In 1973, the first Templeton Prize was given to Mother Teresa. In 2023, we celebrate the 50th anniversary of this award. Over the next 52 weeks, we will highlight each of our laureates and reflect on their impact on the world. From humanitarians and saints to philosophers, theoretical physicists, and one king, the Templeton Prize has honored extraordinary people. Together, they have pushed the boundaries of our understanding of the deepest questions of the universe and humankind’s place and purpose within it, making this (we humbly think) the world’s most interesting prize.

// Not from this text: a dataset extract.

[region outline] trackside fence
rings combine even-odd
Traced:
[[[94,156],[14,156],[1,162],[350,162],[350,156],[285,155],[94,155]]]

Ralph Wendell Burhoe is remembered as a scientist, theologian, and reformer who devoted much of his life to reconciling the disciplines of religion and science. He founded the influential journal Zygon, which allowed distinguished scientists to write about their discoveries related to God and theology as it pertained to their own research.
Burhoe, the first American recipient of the Templeton Prize, was born in Somerville, Massachusetts in 1911. He attended both Harvard University and Andover Newton Seminary but did not complete his degree at either institution. Burhoe later returned to Harvard as an employee of the Blue Hill Meteorological Observatory and began his career in scientific research. He became an executive officer of the American Academy of Arts in 1947 and went on to teach theology and sciences at Meadville Theological School in Chicago for 10 years.
Harboring a strong belief that science and religion do not exist in conflict with one another, Burhoe developed a theoretical framework that demonstrated the ability of science to reinforce the wisdom of traditional religion. The framework explained how religion emerged within the evolutionary process, and included the concept of God as demonstrated through the processes of natural selection. Burhoe’s work on how traditional religion could be translated into serious scientific theories was warmly received by many leading scientists of his time.
Ralph Burhoe receiving the Templeton Prize from HRH Prince Phillip
Ralph Wendell Burhoe was awarded the Templeton Prize in 1980 for his passionate investigation into the similarities and differences between religion and science. Prince Philip, Duke of Edinburgh, presented the award at Buckingham Palace in London. Both Sir John Templeton and the Right Honorable Lynden O. Pindling delivered speeches at the ceremony.
“This year the recipient is Dr. Ralph Wendell Burhoe who was the founder and editor of the most influential journal on science and religion called ‘ZYGON’. The name of the journal was taken from that nerve stem which connects two parts of the brain. All of you will benefit from becoming readers of this learned journal. Distinguished scientists from many disciplines and nations write in this journal their discoveries about God, not from ancient scriptures but from research in their own sciences.
Dr. Burhoe is not only a scientist and a theologian; he is also a visionary and a missionary. He is a missionary for a new reformation, a reformation which may be far more profound and revolutionary than the reformation led by Martin Luther.”
– John M. Templeton
Dr. Ralph Burhoe has been one of those prominent men who have, against the tide of popular thought and trends, sought to establish a new and vital role for religion in the world of today. At a time when conversation between religion and science was unfashionable and almost non-existent, Ralph Burhoe, in his writings, by his organizational and promotional skills, and through his great personal contact and rapport with both scientists and theologians, has been at the centre of a growing conversation, international in scope, of momentous importance.
It seems to me that, in the last two decades, no other person in the world has had the cumulative impact in this area on both professional religionists and scientists as had Dr. Burhoe.
His contribution to progress in religion is found in the fact that he, more than any other person now living, has helped turn modern societies from the growing separation between science and religion and has helped some of the world’s top scientists and theologians move into dialogue again.”